I thought I’d occasionally post various theologians’ definition of what exactly theology is. In my first post, I outlined Robert L. Reymond’s definition as given in the Introduction to his A New Systematic Theology of the Christian Faith.
|Robert L. Reymond (1932-2013)|
He concludes his introduction with a list of “specific aspects of the Reformed theological task” (xxxiv-xxxv), which I will recount here:
First, Reymond asserts that the “Reformed systematician should provide his readers with cognitive information concerning”:
1. The major loci and cardinal doctrines of Christian theology as set forth in Holy Scripture (and what he gives his readers should be, with no change in basic content, preachable and teachable material).
2. The historic faith of the early church and the manner in which the church articulated and expressed its faith in its creeds and symbols.
3. The distinctive nature, richness, and beauty of the Reformed faith as the teaching of Holy Scripture.
4. Reformed orthodoxy and its validity as the most viable contemporary expression of spiritual orthodoxy.
5. Dominant motifs of contemporary theology from the posture of Reformed biblicism and confessionalism.
6. Philosophical, ideological, and religious themes of contemporary thought where they affect the content of the Christian gospel construed as including both Christian proclamation and Christian teaching.
Finally (and he saves the very best for last), Reymond writes that the “Reformed systematician is also responsible to impart this cognitive information in a way that will encourage his readers to grow in certain specific religious affections, specifically in their”:
1. Reverence for the Holy Scriptures as God’s Word to us and as the final instructional source and norm for faith and life.
2. Constant readiness to see God’s kingdom and the unity of the biblical covenants as the hermeneutical key to the understanding of Holy Scripture.
3. Appreciation for the Reformed theological heritage.
4. Perseverance in their effort to grow as systematic theologians.
5. Respect for the work of others who have addressed themselves to the systematic task.
6. Awe as those who have been granted the great privilege to study the “mind of Christ” as revealed in Holy Scripture.
7. Soberness as those who have been called to spread God’s word of judgment to the peoples of the world.
8. Joy as those who have been called to proclaim God’s word of grace to the same people.

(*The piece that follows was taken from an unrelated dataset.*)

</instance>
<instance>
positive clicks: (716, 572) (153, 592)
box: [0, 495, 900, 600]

9. Meekness as those who recognize that they too must live by and under that same Word which they study and apply to the lives of others.
10. Boldness to apply the doctrinal insights they gain winsomely and practically to Christian living and to a world in great need.
11. Sincere concern for a biblically faithful evangelization of a lost world and for the juridical subjugation of the nations under the “general equity” of Christ’s current messianic rule.
12. Humble, prayerful reliance upon God for all of these things, with the perpetual prayer that the “favor of the Lord will rest upon them and establish the work of their hands” (Ps. 90.17).
May God graciously make me all those things.